Tyran, je me contenterais d’un brouet lacédémonien s’il était servi sur l’heure ! »

Le baron de Sigognac ne disait rien et ne témoignait aucune impatience ; il avait mangé la veille ! Dans les longues disettes de son château de la faim, il s’était de longue main rompu aux abstinences érémitiques, et cette fréquence de repas étonnait son sobre estomac. Isabelle, Sérafine ne se plaignaient pas, car la montre de voracité ne sied point aux jeunes dames, lesquelles sont censées se repaître de rosée et suc de fleurs comme avettes. Le Matamore, soigneux de sa maigreur, semblait enchanté, car il venait de resserrer son ceinturon d’un point, et l’ardillon de la boucle claquait librement dans le trou du cuir. Le Léandre bâillait et montrait les dents. La Duègne s’était assoupie, et sous son menton penché regorgeaient en boudins trois plis de chair flasque.
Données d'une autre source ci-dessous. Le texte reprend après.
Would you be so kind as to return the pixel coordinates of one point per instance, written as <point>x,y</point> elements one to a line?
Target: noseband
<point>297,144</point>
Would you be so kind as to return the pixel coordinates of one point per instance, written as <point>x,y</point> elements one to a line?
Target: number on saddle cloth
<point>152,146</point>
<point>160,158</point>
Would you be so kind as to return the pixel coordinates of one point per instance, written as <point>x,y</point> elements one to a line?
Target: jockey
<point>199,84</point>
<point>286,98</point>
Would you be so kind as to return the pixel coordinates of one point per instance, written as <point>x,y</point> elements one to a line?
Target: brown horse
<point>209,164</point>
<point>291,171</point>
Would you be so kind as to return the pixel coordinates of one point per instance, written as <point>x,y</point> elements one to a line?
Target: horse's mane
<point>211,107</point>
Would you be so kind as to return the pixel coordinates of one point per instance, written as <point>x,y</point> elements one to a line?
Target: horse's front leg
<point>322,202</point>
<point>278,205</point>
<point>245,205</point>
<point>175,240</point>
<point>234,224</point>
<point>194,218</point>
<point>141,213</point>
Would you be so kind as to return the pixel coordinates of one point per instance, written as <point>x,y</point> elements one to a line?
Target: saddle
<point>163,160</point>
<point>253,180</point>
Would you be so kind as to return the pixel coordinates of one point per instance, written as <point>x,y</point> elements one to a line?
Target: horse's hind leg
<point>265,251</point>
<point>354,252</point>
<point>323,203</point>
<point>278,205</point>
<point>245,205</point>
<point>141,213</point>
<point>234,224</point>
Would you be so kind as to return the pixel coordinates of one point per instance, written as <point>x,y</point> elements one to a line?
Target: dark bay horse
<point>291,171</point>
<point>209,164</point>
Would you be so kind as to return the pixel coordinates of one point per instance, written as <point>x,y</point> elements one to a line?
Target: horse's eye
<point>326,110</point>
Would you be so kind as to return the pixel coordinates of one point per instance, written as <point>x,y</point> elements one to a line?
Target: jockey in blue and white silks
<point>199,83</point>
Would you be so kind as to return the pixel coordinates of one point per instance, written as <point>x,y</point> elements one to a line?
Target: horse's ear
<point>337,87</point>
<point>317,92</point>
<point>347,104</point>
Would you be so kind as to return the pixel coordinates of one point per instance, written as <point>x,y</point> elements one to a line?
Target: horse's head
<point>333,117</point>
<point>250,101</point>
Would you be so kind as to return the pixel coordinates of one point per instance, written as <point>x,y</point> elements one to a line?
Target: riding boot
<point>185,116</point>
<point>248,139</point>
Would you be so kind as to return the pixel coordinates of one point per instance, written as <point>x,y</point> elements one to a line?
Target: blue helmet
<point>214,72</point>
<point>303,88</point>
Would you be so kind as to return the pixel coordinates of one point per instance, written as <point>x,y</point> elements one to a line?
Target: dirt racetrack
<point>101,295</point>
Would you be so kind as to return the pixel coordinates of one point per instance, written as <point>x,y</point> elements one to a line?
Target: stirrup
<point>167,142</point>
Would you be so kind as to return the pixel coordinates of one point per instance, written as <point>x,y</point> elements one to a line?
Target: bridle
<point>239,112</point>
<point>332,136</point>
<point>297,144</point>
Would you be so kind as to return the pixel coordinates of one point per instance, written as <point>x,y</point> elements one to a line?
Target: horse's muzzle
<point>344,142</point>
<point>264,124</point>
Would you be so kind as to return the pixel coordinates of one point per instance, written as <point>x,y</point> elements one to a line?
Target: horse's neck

La petite fille, qui dormait à l’autre bout du banc, s’était réveillée et redressée. On pouvait voir son visage qu’elle avait dégagé de ses cheveux qui semblaient avoir déteint sur son front tant il était fauve. Sous le hâle de la figure perçait une pâleur de cire, une pâleur mate et profonde. Aucune couleur aux joues, dont les pommettes saillaient. Sur les lèvres bleuâtres, dont le sourire malade découvrait des dents d’une blancheur nacrée, la peau se fendillait en minces lamelles. Toute la vie paraissait réfugiée dans les yeux.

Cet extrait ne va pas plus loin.